Removing the guesswork about your work hours is crucial because we have limited decision-making capacity. Your most essential tasks get shortchanged when left until after you’ve already had to make hundreds of insignificant yet cognitively draining decisions, like picking out what clothes to wear, what to eat for breakfast, or what type of workout to do.
The more you can systematize, the more mental energy you reserve for the things that matter.
Deciding in advance what amount of work during the week is acceptable to us provides a guide on how to allocate our time that’s driven by our values, needs, and resources, rather than by the whims of the day.
By imposing a schedule or set of constraints, you can keep the benefits of flexibility, but limit its ability to create stress. Constraints make our work — both professional and creative — fit into a pre-determined amount of time we feel is reasonable (and that fulfills external requirements like a job if needed) without letting the sense of obligation to work seep out across our every waking hour.
As a mom of two littles, I used to feel guilty when working. I didn’t feel guilty about having a job in general, but in the moment I still felt like I should be at my family’s disposal. What I now know though is that making myself essentially off-limits while working means I get more done quickly, and allows me to be fully present when not working.
What should your constraints look like?
Maybe a schedule works for you in the form of, for example, “every day I will write at my desk, undistracted, from 7–10 am.”
Or maybe you require or prefer more flexibility in the timing and/or location of your work. That’s fine. A schedule can also look like this “I will write for 3 hours per weekday. It doesn’t matter what part of the day or where, but it will be 3 hours.”
Or perhaps you require day-to-day flexibility. Also fine. Try this- “I will spend 15 focused hours writing this week. It doesn’t matter how those hours are allocated across the days, but it needs to add up to 15 by Sunday.”

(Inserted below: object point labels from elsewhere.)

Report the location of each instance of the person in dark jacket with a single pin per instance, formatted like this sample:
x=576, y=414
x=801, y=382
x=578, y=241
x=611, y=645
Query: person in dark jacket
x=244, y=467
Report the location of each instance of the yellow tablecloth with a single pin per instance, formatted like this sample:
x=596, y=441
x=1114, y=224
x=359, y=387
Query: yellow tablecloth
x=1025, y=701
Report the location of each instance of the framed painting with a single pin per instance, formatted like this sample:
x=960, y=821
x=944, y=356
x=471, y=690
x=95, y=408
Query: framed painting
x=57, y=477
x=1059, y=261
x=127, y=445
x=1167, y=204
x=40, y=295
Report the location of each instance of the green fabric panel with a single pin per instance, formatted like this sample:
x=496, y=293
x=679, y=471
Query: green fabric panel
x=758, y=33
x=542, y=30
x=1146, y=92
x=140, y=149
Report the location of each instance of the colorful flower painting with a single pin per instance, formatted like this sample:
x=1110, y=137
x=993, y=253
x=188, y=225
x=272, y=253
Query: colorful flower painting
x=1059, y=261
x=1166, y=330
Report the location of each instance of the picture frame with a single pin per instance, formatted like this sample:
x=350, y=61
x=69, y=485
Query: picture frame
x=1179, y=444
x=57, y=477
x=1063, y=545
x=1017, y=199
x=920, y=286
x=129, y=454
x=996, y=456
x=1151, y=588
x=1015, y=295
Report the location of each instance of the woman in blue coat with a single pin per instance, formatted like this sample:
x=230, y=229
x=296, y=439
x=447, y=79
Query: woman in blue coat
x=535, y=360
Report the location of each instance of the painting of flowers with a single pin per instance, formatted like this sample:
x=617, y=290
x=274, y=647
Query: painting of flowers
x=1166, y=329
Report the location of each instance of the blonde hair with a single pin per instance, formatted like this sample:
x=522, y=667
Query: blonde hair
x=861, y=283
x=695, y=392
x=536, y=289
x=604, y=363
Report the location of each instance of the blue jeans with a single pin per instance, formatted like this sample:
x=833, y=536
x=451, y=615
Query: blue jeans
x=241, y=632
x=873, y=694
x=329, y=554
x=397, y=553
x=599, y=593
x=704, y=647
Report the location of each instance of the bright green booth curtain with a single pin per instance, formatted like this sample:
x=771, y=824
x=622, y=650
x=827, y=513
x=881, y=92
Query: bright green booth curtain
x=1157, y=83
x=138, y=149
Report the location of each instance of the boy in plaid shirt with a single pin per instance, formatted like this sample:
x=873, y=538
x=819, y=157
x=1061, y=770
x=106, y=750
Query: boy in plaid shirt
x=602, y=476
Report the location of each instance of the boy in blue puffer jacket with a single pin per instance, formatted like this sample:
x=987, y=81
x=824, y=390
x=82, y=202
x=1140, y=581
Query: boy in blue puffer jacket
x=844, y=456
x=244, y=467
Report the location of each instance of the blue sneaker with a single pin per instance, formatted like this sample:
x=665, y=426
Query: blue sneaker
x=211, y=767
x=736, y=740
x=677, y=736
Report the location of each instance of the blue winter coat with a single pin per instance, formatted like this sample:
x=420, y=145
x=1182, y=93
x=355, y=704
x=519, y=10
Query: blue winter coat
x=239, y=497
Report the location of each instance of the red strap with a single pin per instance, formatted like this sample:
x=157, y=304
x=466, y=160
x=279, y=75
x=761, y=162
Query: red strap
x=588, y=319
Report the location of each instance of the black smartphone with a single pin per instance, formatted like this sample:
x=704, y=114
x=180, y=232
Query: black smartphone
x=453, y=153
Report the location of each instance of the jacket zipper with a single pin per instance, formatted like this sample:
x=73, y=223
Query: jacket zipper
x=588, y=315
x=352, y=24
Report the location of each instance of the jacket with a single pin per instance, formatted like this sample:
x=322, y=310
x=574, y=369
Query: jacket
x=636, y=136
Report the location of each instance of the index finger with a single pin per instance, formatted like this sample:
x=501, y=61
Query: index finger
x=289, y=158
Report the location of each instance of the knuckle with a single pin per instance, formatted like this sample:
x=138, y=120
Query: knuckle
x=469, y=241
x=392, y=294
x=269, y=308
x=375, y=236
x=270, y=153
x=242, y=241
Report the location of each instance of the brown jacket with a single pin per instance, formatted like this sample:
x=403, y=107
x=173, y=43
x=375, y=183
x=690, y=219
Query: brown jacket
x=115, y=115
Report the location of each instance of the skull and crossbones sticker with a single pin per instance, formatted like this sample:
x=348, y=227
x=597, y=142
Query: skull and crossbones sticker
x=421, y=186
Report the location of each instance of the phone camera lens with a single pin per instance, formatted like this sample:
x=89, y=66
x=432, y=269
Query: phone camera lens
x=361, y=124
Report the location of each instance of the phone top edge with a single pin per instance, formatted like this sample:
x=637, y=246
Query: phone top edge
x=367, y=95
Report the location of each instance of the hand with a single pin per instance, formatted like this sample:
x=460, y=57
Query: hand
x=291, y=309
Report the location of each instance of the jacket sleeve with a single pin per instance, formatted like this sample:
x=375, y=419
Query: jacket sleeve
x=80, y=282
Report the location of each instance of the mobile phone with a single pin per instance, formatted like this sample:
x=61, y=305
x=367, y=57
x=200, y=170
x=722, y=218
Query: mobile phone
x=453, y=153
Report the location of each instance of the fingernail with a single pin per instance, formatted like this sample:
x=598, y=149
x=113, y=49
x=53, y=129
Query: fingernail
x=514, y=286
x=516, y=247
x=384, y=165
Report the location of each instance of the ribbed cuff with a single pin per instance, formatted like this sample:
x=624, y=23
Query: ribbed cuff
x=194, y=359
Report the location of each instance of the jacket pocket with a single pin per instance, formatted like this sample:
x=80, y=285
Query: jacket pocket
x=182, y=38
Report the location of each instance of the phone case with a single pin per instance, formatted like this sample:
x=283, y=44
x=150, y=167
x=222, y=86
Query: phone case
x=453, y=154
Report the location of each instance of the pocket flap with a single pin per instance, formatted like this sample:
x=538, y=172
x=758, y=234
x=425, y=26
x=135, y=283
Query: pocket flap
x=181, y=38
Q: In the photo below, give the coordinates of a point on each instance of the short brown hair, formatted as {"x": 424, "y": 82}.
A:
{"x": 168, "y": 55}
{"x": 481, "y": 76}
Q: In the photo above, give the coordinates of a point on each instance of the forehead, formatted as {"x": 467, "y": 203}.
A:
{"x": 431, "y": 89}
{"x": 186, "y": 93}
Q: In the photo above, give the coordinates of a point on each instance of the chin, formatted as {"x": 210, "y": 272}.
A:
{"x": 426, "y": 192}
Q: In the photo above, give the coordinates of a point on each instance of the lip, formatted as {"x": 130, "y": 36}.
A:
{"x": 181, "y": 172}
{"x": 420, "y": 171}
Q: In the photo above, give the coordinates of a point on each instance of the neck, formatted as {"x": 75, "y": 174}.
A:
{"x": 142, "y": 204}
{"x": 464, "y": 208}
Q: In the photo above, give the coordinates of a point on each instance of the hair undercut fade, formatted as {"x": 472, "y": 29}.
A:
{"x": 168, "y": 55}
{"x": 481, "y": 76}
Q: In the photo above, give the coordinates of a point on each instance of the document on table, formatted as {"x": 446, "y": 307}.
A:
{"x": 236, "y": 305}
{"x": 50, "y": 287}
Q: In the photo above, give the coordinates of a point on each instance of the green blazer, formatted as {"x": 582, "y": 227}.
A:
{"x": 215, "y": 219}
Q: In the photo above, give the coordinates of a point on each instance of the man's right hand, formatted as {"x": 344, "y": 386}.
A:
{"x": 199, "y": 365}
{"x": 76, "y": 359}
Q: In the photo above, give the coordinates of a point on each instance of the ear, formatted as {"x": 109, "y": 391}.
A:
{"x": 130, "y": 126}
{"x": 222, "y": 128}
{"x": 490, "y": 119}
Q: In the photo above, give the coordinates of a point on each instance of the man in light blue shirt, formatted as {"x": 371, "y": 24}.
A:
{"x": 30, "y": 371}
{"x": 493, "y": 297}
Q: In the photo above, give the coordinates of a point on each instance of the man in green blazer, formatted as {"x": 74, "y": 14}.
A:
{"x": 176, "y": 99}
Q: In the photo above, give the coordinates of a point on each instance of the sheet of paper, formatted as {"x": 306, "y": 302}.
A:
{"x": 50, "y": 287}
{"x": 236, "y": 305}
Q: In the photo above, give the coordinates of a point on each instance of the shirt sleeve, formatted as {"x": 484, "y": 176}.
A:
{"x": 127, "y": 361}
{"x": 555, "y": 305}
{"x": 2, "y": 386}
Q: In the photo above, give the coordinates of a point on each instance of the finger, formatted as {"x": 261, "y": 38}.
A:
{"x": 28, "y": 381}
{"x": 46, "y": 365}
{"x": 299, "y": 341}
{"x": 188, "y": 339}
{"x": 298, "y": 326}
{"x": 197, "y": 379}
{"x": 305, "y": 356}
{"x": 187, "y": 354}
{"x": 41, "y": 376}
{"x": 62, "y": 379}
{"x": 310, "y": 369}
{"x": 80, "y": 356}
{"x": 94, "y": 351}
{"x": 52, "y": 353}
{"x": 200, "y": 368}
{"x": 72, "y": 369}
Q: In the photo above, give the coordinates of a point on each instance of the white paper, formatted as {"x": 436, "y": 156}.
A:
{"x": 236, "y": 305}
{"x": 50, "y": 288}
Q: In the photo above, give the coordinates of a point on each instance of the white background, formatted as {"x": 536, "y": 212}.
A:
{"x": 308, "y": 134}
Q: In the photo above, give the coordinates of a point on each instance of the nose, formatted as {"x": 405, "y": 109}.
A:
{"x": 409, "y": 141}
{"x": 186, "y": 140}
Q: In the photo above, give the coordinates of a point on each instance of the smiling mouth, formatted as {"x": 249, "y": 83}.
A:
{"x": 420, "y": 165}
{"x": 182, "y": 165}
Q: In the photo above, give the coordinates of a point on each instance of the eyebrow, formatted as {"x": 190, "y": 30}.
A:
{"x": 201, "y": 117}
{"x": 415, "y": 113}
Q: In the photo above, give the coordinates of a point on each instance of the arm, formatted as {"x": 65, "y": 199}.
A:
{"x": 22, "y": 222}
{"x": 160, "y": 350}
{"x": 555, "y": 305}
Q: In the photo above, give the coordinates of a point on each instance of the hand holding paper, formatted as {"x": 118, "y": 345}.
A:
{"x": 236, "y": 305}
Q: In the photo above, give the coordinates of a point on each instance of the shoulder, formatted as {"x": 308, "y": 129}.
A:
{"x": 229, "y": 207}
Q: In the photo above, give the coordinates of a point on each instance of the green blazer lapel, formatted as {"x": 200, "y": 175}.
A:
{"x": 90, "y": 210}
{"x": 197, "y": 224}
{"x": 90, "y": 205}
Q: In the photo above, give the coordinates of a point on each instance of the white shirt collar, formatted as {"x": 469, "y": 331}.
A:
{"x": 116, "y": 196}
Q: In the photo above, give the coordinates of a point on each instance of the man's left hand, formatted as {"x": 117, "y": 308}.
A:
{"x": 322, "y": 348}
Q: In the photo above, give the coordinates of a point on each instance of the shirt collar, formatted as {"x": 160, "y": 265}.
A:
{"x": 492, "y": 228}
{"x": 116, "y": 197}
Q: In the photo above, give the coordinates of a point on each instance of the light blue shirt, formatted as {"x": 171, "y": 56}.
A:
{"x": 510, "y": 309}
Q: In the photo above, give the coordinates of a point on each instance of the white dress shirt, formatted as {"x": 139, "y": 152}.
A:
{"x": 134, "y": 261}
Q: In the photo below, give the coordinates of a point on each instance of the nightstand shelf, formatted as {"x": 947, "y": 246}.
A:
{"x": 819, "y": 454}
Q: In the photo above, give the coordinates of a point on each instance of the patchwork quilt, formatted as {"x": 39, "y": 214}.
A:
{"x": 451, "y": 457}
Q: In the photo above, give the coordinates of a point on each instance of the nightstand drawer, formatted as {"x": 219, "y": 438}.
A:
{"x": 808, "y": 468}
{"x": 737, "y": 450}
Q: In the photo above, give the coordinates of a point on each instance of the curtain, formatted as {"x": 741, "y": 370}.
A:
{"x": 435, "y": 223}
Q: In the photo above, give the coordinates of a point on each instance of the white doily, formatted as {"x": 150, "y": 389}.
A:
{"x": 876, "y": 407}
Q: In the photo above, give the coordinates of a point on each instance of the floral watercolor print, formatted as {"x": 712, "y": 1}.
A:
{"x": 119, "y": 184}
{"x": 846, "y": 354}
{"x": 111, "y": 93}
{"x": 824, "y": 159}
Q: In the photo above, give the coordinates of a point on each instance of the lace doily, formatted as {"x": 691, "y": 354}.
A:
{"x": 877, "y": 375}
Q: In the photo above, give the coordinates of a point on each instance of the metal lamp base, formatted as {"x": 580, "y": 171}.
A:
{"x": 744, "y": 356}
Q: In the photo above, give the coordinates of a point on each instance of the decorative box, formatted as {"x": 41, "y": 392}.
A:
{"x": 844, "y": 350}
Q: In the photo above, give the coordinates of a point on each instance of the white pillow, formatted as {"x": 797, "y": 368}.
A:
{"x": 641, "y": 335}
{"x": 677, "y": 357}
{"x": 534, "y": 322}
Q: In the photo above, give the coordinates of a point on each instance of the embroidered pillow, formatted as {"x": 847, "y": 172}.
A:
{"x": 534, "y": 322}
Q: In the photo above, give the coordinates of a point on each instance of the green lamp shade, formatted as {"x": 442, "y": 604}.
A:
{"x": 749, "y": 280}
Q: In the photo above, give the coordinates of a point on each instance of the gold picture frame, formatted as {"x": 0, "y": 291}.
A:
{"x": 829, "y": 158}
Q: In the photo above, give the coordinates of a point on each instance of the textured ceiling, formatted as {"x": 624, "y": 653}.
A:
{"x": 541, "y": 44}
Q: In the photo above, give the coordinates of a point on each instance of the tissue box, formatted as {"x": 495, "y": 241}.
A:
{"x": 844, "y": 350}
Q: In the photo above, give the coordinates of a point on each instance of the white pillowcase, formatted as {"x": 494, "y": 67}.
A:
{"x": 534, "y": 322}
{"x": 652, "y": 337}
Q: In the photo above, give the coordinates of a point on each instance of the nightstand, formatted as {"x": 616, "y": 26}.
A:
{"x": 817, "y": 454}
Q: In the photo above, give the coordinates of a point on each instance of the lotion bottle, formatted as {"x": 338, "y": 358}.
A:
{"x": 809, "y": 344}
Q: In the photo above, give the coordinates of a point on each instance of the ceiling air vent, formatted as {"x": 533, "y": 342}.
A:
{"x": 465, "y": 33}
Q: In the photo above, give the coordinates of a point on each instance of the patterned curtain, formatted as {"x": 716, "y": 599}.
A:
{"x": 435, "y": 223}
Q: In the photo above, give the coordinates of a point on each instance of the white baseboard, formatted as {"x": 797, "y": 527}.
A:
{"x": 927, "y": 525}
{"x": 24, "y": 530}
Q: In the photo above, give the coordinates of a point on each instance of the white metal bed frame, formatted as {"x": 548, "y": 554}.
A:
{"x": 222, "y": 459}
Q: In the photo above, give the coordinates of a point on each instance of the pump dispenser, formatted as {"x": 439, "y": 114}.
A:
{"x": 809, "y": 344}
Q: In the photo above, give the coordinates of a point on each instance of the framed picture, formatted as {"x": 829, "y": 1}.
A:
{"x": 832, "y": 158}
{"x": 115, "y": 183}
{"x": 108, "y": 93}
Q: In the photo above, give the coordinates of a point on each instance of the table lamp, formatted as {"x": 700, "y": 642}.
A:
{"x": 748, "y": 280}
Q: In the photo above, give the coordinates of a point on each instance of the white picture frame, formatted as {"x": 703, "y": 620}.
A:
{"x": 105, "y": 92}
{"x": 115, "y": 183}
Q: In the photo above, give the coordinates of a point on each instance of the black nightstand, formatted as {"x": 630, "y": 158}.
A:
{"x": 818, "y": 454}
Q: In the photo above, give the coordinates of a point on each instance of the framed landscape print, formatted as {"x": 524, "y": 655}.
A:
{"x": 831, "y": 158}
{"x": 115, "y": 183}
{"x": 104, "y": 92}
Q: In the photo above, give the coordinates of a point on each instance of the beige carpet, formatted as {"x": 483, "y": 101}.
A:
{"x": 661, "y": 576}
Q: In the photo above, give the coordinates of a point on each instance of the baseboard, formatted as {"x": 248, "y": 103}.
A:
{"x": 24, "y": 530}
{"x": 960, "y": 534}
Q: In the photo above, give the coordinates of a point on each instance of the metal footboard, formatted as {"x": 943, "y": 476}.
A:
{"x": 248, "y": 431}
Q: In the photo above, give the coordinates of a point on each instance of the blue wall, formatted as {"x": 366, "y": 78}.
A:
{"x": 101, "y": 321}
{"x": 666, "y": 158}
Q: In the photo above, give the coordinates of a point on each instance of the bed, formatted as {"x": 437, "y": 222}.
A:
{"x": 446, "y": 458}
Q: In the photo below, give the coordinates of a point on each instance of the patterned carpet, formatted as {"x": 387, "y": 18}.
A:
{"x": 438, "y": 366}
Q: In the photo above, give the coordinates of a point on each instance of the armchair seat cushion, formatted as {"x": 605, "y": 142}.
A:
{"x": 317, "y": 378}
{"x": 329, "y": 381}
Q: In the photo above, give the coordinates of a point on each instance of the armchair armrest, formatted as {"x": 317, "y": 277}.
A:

The key aspect to play around with is the daily flexibility. If you thrive with more structure and consistency from one day to the next (and if your lifestyle supports this), then you might benefit from a “I write daily from 7–10 am” type of approach. If instead you value or need flexibility for each day to take its own shape, consider setting a weekly set of expectations.
Think of your schedule as simply a set of expectations or standards you set for yourself. There are no other rules than that. Design it however it serves you best. Try out one approach for a week or two and if you feel smothered by it, then try something else.
I do find it useful though to conceptualize this as a set of expectations or standards, rather than ‘goals’ for two reasons.
1) ‘Goals’ implies that it’d be nice to accomplish these things, but it’s optional. If your work is required, or not required but just very important to you, let’s assume it’s a step above ‘goal’ status and it’s just a thing that will happen, one way or another.
2) ‘Goals’ is a somewhat loaded term. They tend to be larger, more conceptual aspirations that develop over time via habits. While many people might say “my goal is to write every day,” I think it’s more accurate to say “my goal is to be a prolific writer. I will write daily to work towards that goal.” Given that distinction, your daily and weekly work routines are better described as habits that benefit from structure, rather than goals.
You might experiment with other constraints to see what best feeds your work. Perhaps you need to use the Pomodoro method to ensure bursts of hyper-focus during your designated work hours. Or maybe you decide you can’t indulge in certain comforts (e.g. TV, texting, social media) until you’ve finished your daily work. Find the boundaries that push you into a rhythm that satisfies your professional or creative objectives while also enabling you to fully enjoy the time you’re not working.
If you’re lucky enough to have the freedom to dictate your schedule, be deliberate and create one that brings out the best in both your leisure and work time.